As Vox’s German Lopez has reported, increasing the number of available tests is vital because it enables doctors and the government to identify who’s sick and attempt to trace others they’ve contacted in order to prevent further spread. As of last week, the US wasn’t doing enough, Lopez writes.

Whatever the case, even the best days of testing in the US are still far from what experts say is necessary to allow the country to safely reopen the economy. On the low end, experts say the US should be able to do a minimum of 500,000 tests a day. At the high end, some have called for much more — up to the tens of millions a day.

So far, America isn’t even getting close to the low-end requirement.

In lieu of ramping up testing to a sufficient level, the main option is to continue social distancing — both in Congress and beyond.
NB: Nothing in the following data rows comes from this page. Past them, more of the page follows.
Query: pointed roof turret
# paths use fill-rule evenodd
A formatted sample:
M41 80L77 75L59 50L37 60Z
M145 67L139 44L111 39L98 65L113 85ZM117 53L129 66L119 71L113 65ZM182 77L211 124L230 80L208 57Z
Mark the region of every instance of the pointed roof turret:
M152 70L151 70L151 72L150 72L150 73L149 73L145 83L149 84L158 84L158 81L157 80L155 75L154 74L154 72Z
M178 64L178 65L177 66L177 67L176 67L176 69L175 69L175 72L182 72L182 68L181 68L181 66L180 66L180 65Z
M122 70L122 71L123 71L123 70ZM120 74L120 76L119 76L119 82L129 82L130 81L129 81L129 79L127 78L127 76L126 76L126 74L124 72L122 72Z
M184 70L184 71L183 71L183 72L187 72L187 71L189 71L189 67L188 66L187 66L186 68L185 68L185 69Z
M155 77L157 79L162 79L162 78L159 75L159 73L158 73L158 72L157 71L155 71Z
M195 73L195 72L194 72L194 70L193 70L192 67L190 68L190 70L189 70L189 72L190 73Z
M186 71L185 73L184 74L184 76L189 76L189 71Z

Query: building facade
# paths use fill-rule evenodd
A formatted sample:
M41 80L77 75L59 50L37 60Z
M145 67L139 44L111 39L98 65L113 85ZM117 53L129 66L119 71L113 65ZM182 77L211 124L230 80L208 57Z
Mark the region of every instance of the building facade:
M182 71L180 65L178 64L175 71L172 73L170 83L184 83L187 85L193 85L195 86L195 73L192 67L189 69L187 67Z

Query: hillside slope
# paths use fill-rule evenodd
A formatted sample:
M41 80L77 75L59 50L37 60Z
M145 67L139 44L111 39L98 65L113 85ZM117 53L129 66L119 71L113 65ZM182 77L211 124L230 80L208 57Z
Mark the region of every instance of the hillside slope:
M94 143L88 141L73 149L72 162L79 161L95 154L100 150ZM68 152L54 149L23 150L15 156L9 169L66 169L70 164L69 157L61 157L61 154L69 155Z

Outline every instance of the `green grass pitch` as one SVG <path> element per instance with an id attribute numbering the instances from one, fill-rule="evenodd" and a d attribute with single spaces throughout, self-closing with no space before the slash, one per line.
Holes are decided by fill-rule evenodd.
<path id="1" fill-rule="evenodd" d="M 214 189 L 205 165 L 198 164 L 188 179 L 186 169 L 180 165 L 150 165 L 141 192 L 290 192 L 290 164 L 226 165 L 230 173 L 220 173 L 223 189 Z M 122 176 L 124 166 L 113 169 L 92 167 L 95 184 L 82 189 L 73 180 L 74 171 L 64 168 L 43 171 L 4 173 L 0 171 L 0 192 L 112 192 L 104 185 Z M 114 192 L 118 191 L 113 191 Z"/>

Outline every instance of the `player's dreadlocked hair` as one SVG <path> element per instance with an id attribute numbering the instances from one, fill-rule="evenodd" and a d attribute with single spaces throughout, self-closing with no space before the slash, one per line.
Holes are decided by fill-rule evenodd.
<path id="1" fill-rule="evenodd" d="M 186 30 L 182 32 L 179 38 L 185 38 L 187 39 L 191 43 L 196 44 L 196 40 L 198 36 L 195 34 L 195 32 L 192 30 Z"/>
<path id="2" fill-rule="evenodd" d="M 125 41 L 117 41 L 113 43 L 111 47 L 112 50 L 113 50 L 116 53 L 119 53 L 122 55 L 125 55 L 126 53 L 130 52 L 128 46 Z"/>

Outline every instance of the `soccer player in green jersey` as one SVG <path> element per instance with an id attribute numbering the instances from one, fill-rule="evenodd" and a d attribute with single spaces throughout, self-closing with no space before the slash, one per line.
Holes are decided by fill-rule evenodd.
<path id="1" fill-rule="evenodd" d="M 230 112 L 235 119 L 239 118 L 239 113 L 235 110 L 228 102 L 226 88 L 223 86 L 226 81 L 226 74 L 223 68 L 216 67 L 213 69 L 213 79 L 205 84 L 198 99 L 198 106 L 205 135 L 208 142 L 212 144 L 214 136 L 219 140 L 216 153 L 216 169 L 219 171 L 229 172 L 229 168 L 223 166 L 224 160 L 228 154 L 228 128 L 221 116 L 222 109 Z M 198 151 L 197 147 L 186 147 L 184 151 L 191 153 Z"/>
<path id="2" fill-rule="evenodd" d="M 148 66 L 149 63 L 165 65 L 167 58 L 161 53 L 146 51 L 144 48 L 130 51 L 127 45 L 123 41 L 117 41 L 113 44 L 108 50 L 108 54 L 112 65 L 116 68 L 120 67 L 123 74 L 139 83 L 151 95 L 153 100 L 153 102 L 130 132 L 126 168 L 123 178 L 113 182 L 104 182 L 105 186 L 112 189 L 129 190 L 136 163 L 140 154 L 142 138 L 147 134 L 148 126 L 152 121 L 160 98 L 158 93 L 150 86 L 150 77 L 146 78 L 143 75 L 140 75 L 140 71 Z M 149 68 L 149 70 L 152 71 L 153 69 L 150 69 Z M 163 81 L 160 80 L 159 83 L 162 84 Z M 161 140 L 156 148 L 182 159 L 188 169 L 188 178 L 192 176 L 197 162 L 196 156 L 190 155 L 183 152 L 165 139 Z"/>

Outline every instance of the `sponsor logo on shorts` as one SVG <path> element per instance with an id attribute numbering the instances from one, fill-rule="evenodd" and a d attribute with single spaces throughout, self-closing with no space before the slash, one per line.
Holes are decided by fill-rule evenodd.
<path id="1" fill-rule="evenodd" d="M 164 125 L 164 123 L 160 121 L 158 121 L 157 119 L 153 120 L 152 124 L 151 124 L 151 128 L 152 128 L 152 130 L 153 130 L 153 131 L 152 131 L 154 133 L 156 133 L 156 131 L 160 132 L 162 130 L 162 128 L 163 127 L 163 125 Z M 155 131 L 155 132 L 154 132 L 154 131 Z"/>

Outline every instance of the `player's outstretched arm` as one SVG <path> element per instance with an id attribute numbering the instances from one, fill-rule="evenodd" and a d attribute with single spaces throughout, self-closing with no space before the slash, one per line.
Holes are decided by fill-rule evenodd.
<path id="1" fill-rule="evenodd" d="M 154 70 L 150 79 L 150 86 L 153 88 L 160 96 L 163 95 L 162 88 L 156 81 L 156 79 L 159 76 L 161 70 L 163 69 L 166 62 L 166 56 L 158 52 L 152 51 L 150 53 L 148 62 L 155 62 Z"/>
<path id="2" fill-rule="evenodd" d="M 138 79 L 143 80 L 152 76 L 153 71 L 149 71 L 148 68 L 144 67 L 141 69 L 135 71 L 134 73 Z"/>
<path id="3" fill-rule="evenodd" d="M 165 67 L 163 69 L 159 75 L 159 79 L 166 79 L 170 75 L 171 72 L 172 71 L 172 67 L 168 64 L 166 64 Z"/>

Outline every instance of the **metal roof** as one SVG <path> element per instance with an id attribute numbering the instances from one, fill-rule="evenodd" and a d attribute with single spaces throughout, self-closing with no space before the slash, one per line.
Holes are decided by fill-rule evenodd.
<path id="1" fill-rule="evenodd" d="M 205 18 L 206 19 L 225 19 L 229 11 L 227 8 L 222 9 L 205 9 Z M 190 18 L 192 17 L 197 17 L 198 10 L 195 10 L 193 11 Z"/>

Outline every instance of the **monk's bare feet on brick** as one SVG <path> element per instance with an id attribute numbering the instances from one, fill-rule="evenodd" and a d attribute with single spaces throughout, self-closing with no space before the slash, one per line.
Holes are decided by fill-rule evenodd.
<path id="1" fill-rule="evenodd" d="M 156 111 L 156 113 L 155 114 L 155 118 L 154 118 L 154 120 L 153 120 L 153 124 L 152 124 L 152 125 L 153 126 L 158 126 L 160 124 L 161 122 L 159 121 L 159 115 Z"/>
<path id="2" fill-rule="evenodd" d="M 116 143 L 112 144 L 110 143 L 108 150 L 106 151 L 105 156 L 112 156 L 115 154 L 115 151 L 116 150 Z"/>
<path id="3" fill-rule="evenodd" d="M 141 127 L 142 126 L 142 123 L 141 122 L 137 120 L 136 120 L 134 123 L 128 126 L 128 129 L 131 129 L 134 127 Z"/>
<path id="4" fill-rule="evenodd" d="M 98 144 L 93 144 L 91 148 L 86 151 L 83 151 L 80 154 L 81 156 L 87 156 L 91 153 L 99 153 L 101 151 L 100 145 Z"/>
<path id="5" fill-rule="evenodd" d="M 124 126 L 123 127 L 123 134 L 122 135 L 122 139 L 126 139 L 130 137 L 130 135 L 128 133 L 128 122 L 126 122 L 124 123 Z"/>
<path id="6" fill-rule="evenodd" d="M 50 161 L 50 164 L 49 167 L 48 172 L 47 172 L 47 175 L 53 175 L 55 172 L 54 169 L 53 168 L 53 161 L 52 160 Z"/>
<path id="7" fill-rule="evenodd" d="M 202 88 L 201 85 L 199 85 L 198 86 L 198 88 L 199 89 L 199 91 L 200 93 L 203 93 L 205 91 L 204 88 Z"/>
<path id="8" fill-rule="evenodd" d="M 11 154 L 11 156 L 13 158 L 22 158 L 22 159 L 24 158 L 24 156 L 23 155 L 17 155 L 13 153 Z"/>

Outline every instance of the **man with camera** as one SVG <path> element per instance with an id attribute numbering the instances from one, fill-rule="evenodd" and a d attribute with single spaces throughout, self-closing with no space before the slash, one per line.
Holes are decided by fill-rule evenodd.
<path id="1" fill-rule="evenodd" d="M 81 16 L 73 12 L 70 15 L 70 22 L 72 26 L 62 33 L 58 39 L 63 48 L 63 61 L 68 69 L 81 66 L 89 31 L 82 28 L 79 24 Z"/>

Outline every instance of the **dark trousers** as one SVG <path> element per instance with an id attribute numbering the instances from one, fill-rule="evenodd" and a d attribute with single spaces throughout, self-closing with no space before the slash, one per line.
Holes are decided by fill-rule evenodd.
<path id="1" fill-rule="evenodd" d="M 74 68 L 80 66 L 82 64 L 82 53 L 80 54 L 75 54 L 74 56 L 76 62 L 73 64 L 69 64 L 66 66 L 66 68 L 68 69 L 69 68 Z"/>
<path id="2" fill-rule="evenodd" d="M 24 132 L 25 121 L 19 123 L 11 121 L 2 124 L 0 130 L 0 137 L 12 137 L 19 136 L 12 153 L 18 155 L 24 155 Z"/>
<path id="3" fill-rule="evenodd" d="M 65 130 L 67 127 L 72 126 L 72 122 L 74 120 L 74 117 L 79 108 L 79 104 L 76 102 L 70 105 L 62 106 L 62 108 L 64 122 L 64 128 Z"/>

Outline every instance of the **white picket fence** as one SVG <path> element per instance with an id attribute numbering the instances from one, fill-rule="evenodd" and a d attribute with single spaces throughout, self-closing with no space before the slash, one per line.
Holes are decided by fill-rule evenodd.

Congress’s stumbles over remote voting have made it tough to advance legislation from afar

Since the pandemic hit earlier this year, Congress has struggled to legislate remotely, in part because there’s no clear mechanism to vote remotely on bills.

Although House Democrats are interested in advancing a proposal that would enable “proxy voting” in which some members can designate others to physically represent them on the floor, these plans have generated pushback from Republicans. In the Senate, too, McConnell has shot down an effort by Paul to advance a temporary remote voting procedure.

The push for lawmakers to return makes a lot of sense in the context of what’s still needed to help the US weather the massive unemployment and business shortfalls that have resulted since the coronavirus spurred stringent social distancing policies and closures.

The need to risk their personal health — and that of their staffers — in order to advance the country’s legislative needs, however, is a dilemma that could be resolved by approving remote voting procedures.